Examples of Carole’s artwork
At Homeless Medical Recuperation ShelterCare helped Carole get to and from her medical follow-up appointments, provided nutritious meals, and completed a housing assessment, which is the first step to getting on the City’s centralized waiting list for subsidized housing. ShelterCare also helped Carole apply for SNAP and Social Security benefits.
Homeless Medical Recuperation is a 22-bed facility that provides safe, temporary housing for people who are homeless and recently have been discharged from the hospital after an acute medical episode, yet still require limited care. During their post-hospital recuperation, individuals can focus on their health needs while our caregivers help them create sustainable connections to community resources and medical providers.
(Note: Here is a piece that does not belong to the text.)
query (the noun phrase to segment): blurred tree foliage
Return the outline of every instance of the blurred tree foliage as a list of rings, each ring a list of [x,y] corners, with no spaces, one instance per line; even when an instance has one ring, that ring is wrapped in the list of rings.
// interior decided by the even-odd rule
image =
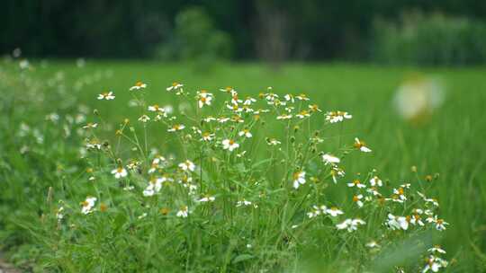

Carole was placed on two housing waiting lists, and before her stay with Homeless Medical Recuperation was over she got word that an apartment was available through another ShelterCare program. Carole’s physical health continues to improve and she is hoping to enroll in school soon to pursue an art degree.
“I’m in love with my apartment,” Carole says. “Having a safe place to live is allowing to grow as a person and as an artist.” “Here,” she continues, “I have closets. I can plan a meal. I can have art on the walls. I am so grateful for everything ShelterCare has done for me.”